U.S. Rep. Dan Newhouse, a Sunnyside Republican, was among a bipartisan group of 51 lawmakers Wednesday who sent a letter to the U.S. agriculture and labor departments, urging them to rethink their plans to shutter some Job Corps programs and privatize others.
Hours later, a bipartisan group of U.S. senators — including Democrat Maria Cantwell of Washington — proposed legislation that would prevent the removal of funds from the 25 programs.
Their efforts were in response to an announcement late last month from the Labor Department that nine Job Corps Civilian Conservation Centers would be closed and 16 others would be transferred to contractors in a federal cost-saving effort.
The 25 centers have been operated for over half a century by the U.S. Forest Service, training at-risk youth in natural resource conservation and natural disaster assistance.

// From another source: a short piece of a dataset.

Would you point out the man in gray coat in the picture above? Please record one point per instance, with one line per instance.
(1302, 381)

The Fort Simcoe Job Corps center west of White Swan is among the nine slated to be shuttered, while Curlew Job Corps in Ferry County and Columbia Basin Job Corps in Moses Lake would be privatized.

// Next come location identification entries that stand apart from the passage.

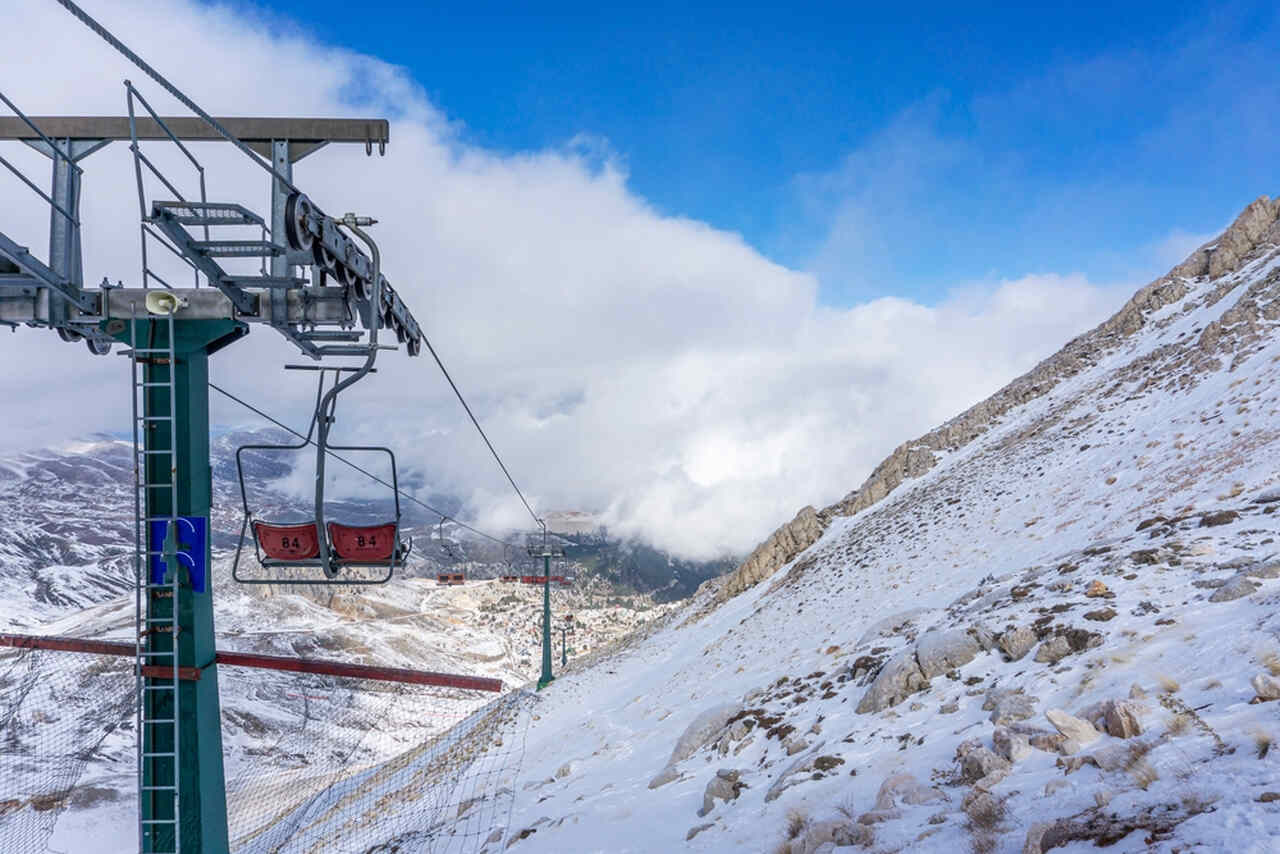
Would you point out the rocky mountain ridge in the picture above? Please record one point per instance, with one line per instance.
(1255, 236)
(1051, 628)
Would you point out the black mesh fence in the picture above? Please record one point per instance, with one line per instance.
(312, 763)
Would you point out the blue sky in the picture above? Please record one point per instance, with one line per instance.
(905, 154)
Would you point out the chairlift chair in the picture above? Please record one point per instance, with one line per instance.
(444, 540)
(329, 546)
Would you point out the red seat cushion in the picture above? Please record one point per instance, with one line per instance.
(357, 543)
(288, 542)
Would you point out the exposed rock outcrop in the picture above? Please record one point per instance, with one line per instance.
(784, 544)
(1253, 233)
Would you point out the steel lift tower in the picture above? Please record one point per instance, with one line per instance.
(314, 284)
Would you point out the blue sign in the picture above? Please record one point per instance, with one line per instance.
(191, 544)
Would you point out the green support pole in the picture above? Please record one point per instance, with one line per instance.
(547, 622)
(202, 790)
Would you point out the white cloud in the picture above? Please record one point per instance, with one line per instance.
(650, 368)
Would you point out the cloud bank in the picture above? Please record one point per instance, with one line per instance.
(649, 368)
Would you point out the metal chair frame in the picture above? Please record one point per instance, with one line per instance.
(321, 421)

Together, 658 students from the local centers contributed nearly 120,000 hours of support during Washington’s 2018 wildfire season, according to Cantwell’s office.
The letter organized in part by Newhouse emphasized that six of the top 15 Job Corps programs — out of a total of 123 nationwide — were CCCs and that the “massive revision of the program (was) undertaken without congressional consultation, notification or approval.”
The lawmakers also stressed that the 25 centers are the only Job Cops programs that assist in natural disaster response, with participants logging 450,000 hours of service in 2017 to support wildfire response and 5,000 hours responding to Hurricane Harvey.
“After a difficult year of natural disasters and with hurricane and wildfire season quickly approaching, now is precisely the wrong tie to be reducing capacity at CCCs,” they said in the letter. “We strongly urge you to maintain the CCC program.”
Additionally, the letter asked how the jobs and assistance provided by the CCC programs would be replaced.
Newhouse, U.S. Sen. Jeff Merkley and Reps. Peter DeFazio and Kurt Schrader organized the letter, garnering signatures from 18 senators and 33 representatives on both sides of the political aisle.
Merkley, DeFazio and Schrader are Oregon Democrats. Cantwell was among the signatories.
Hours after the letter’s release, Cantwell also teamed up with a bipartisan group of U.S. senators to introduce legislation that would prevent the removal of funds from the 25 programs.
The Job Corps Protection Act would block federal funds from 2019 and 2020 being used to close any programs, as well as prohibit the federal government from making changes to facility operation agreements, blocking the possibility of privatization, according to a news release from Cantwell’s office. The Senate invested $1.7 billion in national Job Corps programs in 2018, it said.
Cantwell introduced the plan alongside senators Jon Tester (D-Mont.), John Boozman (R-Ark.), Jeff Merkley (D-Ore.), Steve Daines (R-Mont.), Mark Warner (D-Va.), Tim Kaine (D-Va.) and Ron Wyden (D-Ore.).
On Tuesday, Newhouse also proposed an amendment to the 2020 U.S. agriculture budget that would block federal funds from being used to shutter or transfer operations of the CCC programs. The amendment was approved by the U.S. Appropriations Committee and is headed for the House floor.
On Monday, President Trump canceled plans to close the Anaconda CCC in Montana after reviewing its ratings, according to local media.
A spokesperson for the U.S. departments of agriculture and labor said in an email Tuesday that the bodies had received messages of concern over the proposed changes as part of a 30-day public comment period. They said federal officials were reviewing the comments.